The was followed by an interesting description of the way in which a Donald Trump administration would collect those people, treat them, and make some great deals on it.
Hillary Clinton is, in the eyes of Trump’s supporters, his robot antithesis. Far more fearsome than the boyish Rubio, she has long since abandoned any kind of list of policy points. Hers is a vocabulary of them. She isn’t scripted, she’s turned language into a script, with every answer a chain link of sentence-blocks that have lain dormant in her mind like hibernating bears, to be summoned out by the first light of spring and the pangs of hunger.
“That so much thinking happens in language means that we need to pay attention to the art of language and the language of power lest we fail to apprehend the circumstances we live in,” said Robert Wood in a recent article on the references to poetry in politics. The last American president to take a real interest in contemporary poetry was John F. Kennedy, who had long been in contact with Robert Frost, even before his presidential campaign, and invited Frost read aloud at his 1961 inauguration. Frost responded to the request with a telegraph, which read:
“If you can bear at your age the honor of being made President of the United States, I ought to be able at my age to bear the honor of taking some part in your inauguration. I may not be equal to it but I can accept it for my cause – the arts, poetry, now for the first time taken into the affairs of statesmen.”

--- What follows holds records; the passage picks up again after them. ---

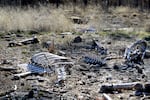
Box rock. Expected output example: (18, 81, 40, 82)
(42, 41, 52, 48)
(77, 81, 85, 85)
(28, 30, 39, 35)
(144, 36, 150, 41)
(107, 41, 111, 44)
(70, 16, 82, 24)
(73, 36, 82, 43)
(144, 83, 150, 93)
(86, 72, 96, 78)
(113, 64, 120, 70)
(106, 76, 112, 81)
(28, 90, 34, 98)
(78, 95, 84, 99)
(16, 34, 24, 37)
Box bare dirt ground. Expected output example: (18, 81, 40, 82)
(0, 11, 150, 100)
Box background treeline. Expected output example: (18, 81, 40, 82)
(0, 0, 149, 10)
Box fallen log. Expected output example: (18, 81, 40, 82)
(8, 36, 39, 47)
(0, 66, 17, 71)
(100, 82, 142, 93)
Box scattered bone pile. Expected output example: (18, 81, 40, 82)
(0, 34, 150, 100)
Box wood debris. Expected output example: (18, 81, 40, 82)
(100, 82, 142, 93)
(8, 36, 39, 47)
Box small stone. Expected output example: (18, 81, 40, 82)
(28, 90, 34, 98)
(21, 83, 25, 86)
(73, 36, 82, 43)
(77, 81, 85, 85)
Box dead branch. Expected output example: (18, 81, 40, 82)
(8, 36, 39, 47)
(100, 82, 142, 93)
(0, 66, 17, 71)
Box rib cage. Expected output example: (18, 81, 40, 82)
(31, 52, 73, 68)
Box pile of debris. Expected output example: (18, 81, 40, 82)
(99, 40, 150, 99)
(1, 32, 150, 99)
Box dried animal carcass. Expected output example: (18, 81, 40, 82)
(31, 52, 73, 67)
(15, 52, 73, 82)
(30, 52, 73, 82)
(124, 40, 147, 64)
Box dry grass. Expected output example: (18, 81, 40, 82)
(0, 6, 73, 32)
(109, 6, 139, 14)
(0, 5, 104, 33)
(0, 5, 149, 34)
(71, 5, 103, 32)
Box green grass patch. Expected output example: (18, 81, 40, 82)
(127, 31, 150, 39)
(98, 30, 150, 40)
(0, 32, 5, 37)
(98, 30, 131, 39)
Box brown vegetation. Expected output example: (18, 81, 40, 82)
(0, 6, 73, 32)
(0, 0, 149, 10)
(0, 5, 149, 33)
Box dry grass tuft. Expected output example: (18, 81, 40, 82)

Most politicians care little about the quality of their speech, much less about poetry, except to the degree that grammar can help them to get elected. Whether its Clinton’s mechanized sentences or Trump’s disintegrated grammar all political rhetoric is characterized by vague and overused euphemisms, designed to be as nonspecific and evasive as possible. It’s the opposite of poetry, language that says nothing.
Poor speech among politicians is hardly a new phenomenon. In 1742, philosopher David Hume published an essay “Of Eloquence”, criticizing the speaking skills of English politicians:
“Perhaps it may be acknowledged, that our modern customs, or our superior good sense, if you will, should make our orators more cautious and reserved than the ancient, in attempting to inflame the passions, or elevate the imagination of their audience: But, I see no reason, why it should make them despair absolutely of succeeding in that attempt. It should make them redouble their art, not abandon it entirely.”

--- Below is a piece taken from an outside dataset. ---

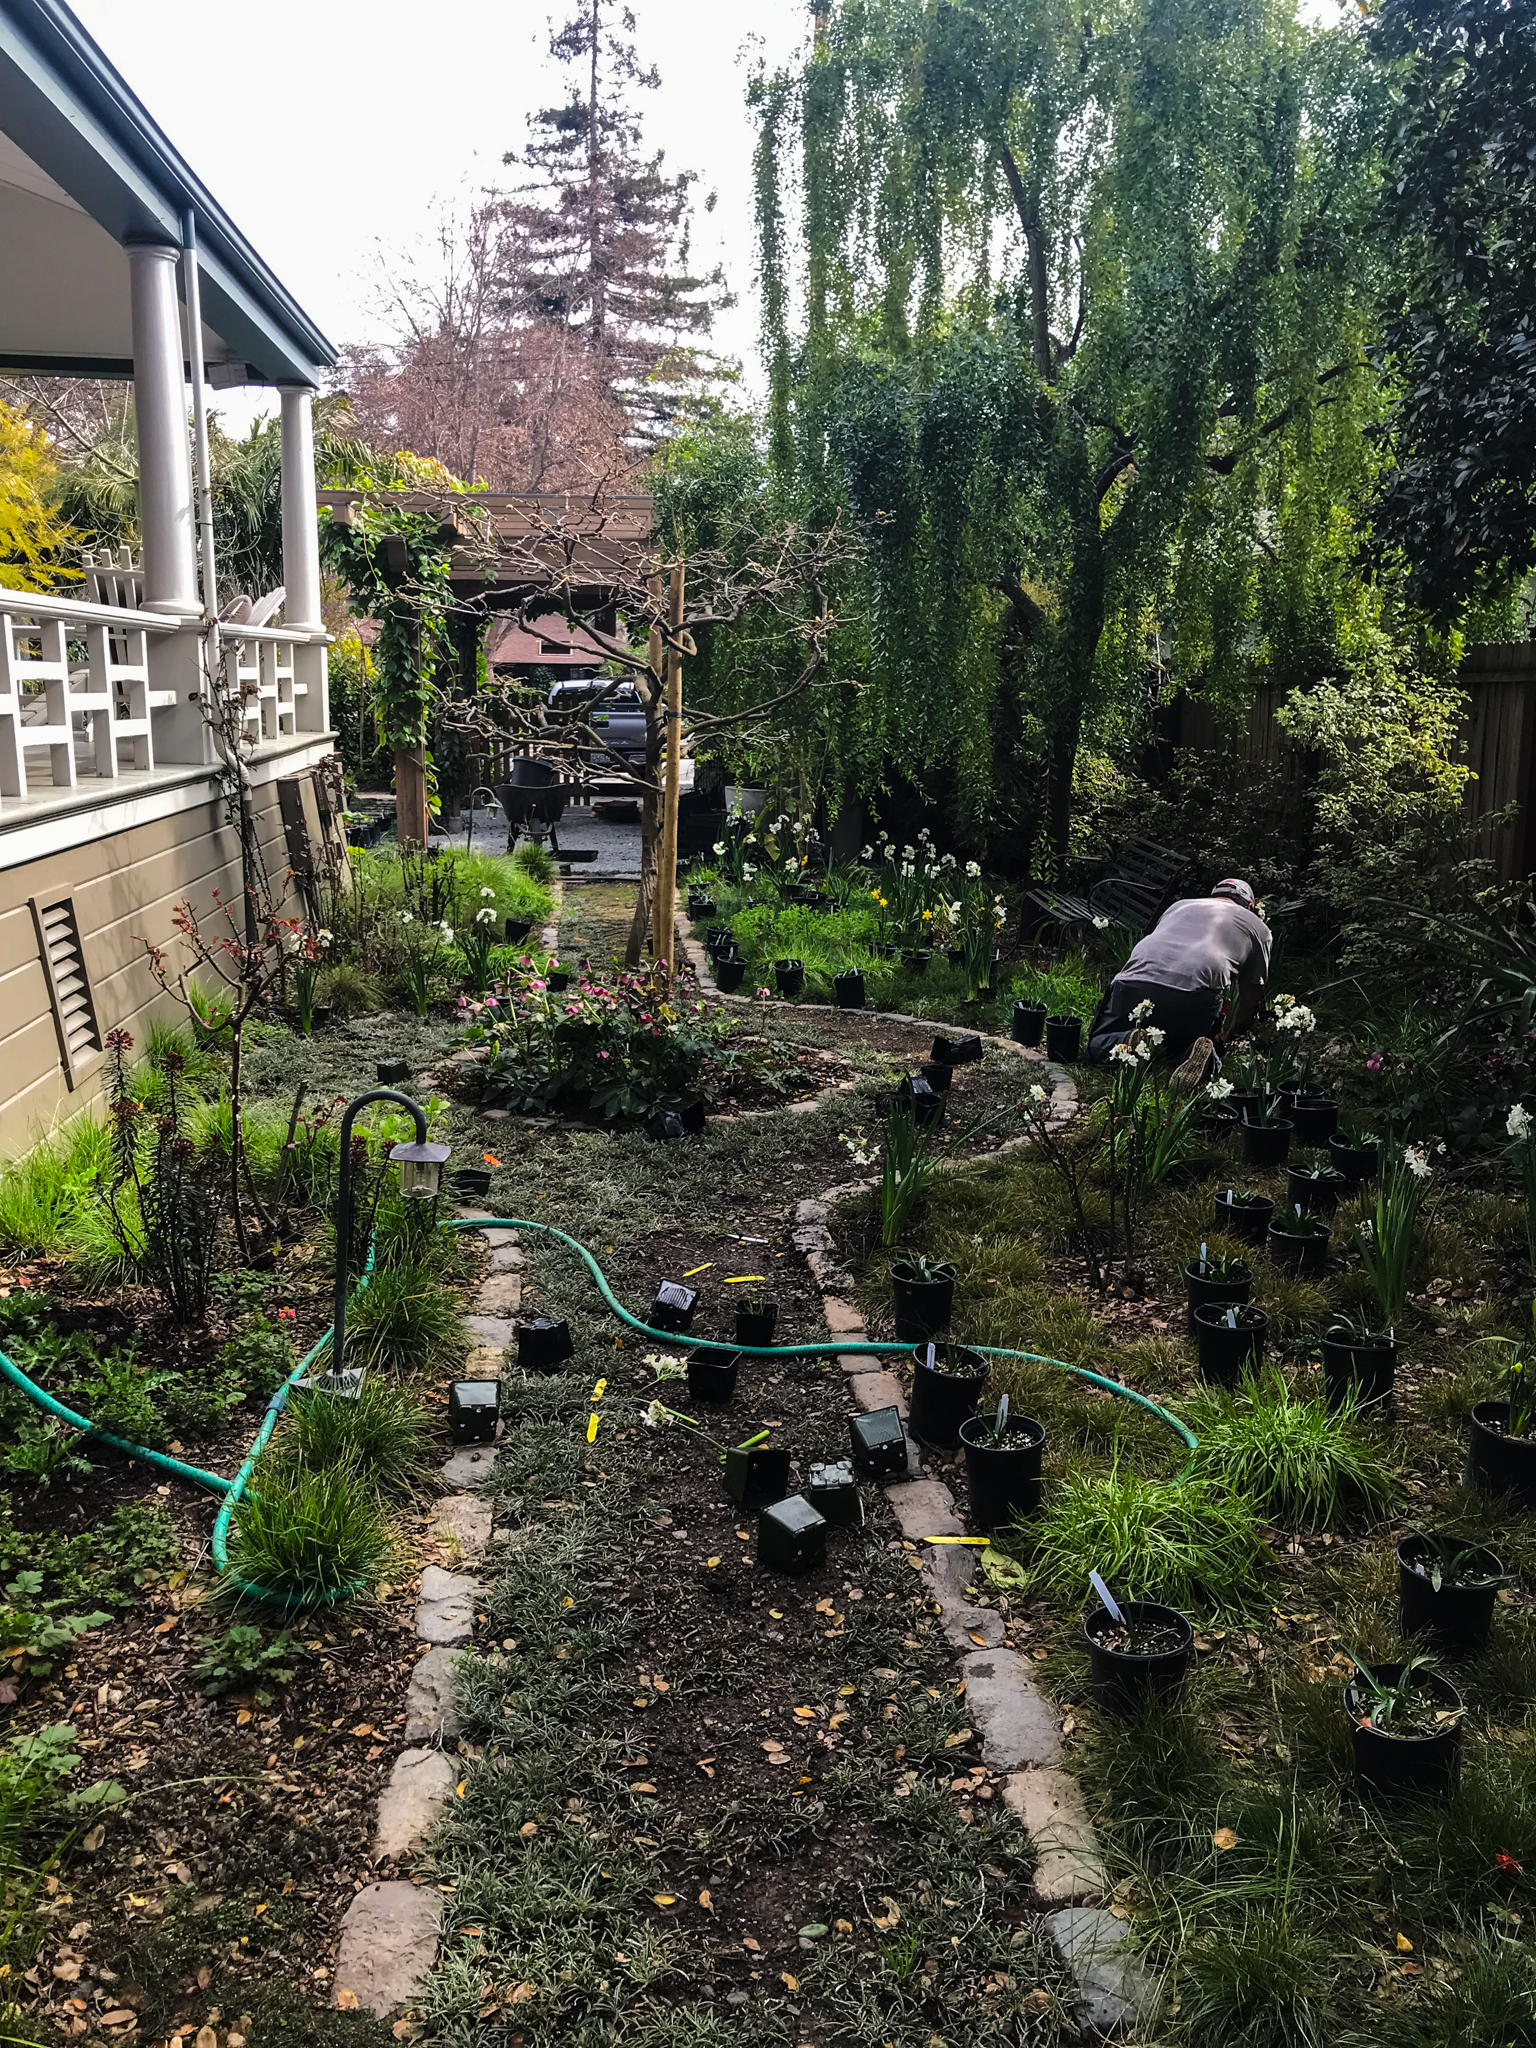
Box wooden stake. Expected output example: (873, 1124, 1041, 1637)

We obviously can’t expect from our politicians the metaphorical heights of ancient Roman oration, but we should be holding them responsible for the “Make America Great Again” abstract sloganeering that seems more and more to be replacing any kind of coherent explanation of policy. As Wood put it, if we don’t pay attention to the rhetoric of our politicians, “we may stagnate in an unchanging scum of mediocrity, and in this case a conservative, militarized, outdated one.” Our politicians are not despairing for lack of poetry and style, they are actively searching for the deadest idiom, the broadest generalization in order to say as little as they can about the most complicated problems in the world.